Friedman’s Inc., a publicly traded company with 653 stores across the Southeast, Mid-Atlantic and Midwest and roughly 4,000 employees, has filed for bankruptcy. The Chapter 11 filing was made Friday in the U.S. Bankruptcy Court in Savannah and was announced by the company early Saturday morning in a statement.
The company said it made the decision after senior lenders last week reduced their cash flow to the struggling Savannah-based chain, after delayed inventory shipments caused the company not to meet its minimum sales goals.
The bankruptcy filing should provide the “breathing room necessary to complete financial restructuring initiatives the company embarked upon more than five months ago,” Friedman’s said in the statement.
A hearing on the Chapter 11 filing is scheduled for Tuesday at 2 p.m. “By availing ourselves of the Chapter 11 process now, Friedman’s expects that our vendors will resume shipping inventory in anticipation of the upcoming Valentine’s Day holiday,” CEO Sam Cusano said in the statement. “Chapter 11 is a tool that will allow us to build upon our core strengths so that we can emerge as a stronger, financially viable business.”
Cusano took over as CEO in June, 2004, after former chief executive Bradley Stinn resigned.
The bankruptcy filing came after several years of financial and legal problems for the company. Among them:
* In December, 2004, the attorneys general of Texas, Tennessee, and Florida filed suit against the company for using deceptive tactics in the way the jeweler charged customers for insurance.
* In October, 2004, the company said that the U.S. Securities and Exchange Commission. (SEC) launched an investigation to determine whether to revoke its over-the-counter stock.
* In May, 2004, the company’s shares were delisted from the New York Stock Exchange. All the suits allege that Friedman’s violated generally accepted accounting principles by improperly understating the allowance for doubtful accounts for credit program receivables. This had the effect of materially overstating revenue and income, the lawsuits allege.

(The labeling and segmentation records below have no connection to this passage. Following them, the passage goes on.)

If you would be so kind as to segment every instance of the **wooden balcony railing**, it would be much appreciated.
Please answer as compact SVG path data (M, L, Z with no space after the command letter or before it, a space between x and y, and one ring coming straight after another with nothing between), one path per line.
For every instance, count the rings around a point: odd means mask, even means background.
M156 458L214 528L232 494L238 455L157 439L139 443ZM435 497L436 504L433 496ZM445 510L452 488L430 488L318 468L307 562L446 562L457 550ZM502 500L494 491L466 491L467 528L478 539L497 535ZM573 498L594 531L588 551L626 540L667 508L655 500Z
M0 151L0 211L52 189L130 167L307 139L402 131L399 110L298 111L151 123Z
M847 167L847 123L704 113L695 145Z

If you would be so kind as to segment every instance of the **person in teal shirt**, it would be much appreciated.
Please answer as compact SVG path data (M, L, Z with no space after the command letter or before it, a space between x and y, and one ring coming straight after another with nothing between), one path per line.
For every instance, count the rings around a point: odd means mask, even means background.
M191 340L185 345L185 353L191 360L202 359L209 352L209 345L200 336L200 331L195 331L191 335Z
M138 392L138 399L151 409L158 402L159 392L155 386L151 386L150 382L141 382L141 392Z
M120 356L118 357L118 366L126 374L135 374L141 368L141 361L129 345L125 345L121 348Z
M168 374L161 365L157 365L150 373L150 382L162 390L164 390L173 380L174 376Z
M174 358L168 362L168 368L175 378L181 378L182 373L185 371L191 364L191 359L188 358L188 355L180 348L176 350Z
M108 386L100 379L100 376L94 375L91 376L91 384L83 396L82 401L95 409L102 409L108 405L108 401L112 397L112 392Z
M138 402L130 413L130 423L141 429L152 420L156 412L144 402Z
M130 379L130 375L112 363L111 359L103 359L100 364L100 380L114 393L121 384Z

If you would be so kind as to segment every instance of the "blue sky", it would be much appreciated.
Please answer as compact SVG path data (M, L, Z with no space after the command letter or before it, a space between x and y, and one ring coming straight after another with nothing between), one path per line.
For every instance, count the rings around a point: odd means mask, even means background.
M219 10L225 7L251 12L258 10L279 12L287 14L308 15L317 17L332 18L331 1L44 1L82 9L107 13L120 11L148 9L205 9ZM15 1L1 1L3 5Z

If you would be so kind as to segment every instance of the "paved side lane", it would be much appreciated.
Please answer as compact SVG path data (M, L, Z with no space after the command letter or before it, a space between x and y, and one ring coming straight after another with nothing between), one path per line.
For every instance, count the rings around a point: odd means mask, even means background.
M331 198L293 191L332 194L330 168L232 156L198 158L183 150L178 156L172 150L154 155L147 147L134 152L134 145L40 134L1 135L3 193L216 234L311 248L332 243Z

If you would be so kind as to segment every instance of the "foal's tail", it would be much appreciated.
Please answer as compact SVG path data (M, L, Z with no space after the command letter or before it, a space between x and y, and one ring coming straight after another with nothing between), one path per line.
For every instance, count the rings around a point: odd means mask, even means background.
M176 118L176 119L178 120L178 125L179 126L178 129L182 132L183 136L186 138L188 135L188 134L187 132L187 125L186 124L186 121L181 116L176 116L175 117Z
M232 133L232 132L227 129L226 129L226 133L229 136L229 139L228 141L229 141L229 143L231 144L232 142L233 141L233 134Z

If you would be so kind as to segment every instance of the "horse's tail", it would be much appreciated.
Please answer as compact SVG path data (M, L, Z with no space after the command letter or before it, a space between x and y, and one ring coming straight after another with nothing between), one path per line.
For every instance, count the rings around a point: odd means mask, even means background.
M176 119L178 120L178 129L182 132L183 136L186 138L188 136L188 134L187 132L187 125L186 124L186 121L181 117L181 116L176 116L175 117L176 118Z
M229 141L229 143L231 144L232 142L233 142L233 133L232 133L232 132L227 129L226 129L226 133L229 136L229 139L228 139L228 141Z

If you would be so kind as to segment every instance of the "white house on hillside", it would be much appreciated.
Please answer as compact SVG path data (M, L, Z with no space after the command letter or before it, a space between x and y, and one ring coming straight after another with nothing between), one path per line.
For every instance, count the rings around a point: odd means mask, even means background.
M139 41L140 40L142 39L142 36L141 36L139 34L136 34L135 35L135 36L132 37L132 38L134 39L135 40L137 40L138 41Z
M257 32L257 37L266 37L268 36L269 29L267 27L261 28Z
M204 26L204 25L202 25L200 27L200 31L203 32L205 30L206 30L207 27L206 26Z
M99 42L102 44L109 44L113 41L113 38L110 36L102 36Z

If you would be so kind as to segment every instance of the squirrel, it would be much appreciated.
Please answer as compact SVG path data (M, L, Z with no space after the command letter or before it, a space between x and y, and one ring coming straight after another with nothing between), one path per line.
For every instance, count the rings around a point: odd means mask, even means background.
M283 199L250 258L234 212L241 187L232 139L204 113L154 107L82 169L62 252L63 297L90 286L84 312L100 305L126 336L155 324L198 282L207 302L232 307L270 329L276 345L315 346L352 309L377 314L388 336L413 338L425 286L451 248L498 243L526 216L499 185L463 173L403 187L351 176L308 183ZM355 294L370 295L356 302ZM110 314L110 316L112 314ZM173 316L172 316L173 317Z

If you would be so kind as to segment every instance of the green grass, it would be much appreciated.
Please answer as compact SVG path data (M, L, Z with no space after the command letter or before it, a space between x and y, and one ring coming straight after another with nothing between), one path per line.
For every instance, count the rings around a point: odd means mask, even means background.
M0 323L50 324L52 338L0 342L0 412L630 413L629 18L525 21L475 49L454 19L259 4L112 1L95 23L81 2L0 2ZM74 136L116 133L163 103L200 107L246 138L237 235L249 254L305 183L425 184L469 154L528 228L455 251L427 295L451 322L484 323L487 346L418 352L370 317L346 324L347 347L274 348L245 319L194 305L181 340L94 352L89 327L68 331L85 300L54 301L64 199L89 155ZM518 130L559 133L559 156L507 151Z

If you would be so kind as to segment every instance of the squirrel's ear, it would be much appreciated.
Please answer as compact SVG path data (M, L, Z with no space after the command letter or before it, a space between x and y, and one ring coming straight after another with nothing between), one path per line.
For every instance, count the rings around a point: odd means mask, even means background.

* In November, 2003, no fewer than 14 law firms filed suit against the company for alleging that the company violated generally accepted accounting principles by improperly understating the allowance for doubtful accounts for credit program receivables. This had the effect of materially overstating revenue and income, the lawsuits allege.
* It was in the same month that Friedman’s announced that it would have to restate earnings from 2000 through the first three quarters of 2003 because of accounting issues that involved estimates for bad debt.
* In October, 2003, the compnay said its business practices were being investigated by the U.S. Justice Department and the SEC.
* The investigation was launched because of a August, 2003, receivables factoring company, Capital Factors filed a lawsuit against the Friedman’s and 11 other companies for misrepresentation of a former vendor’s accounts receivables. Capital Factors alleges that the companies intentionally or negligently participated with Cosmopolitan Gem Corp., a Bangkok-based jewelry manufacturer, in the misrepresentation of the balance of Cosmopolitan’s accounts receivable, the effect of which was to induce Capital Factors to continue to advance funds to Cosmopolitan, Friedman’s said in its SEC filing. Capital Factors also alleges that Cosmopolitan’s customers improperly made payments on accounts with Cosmopolitan directly to Cosmopolitan.
Throughout this time the company made numerous changes to its board while it worked on ways to restructure its finances.
Friedman’s, which trails only industry leaders Zale Corp. and Signet Group in size, was started in 1920 and was family-owned until 1990, when it was bought by Morgan Schiff, which also owns Crescent Jewelers of Oakland, Calif.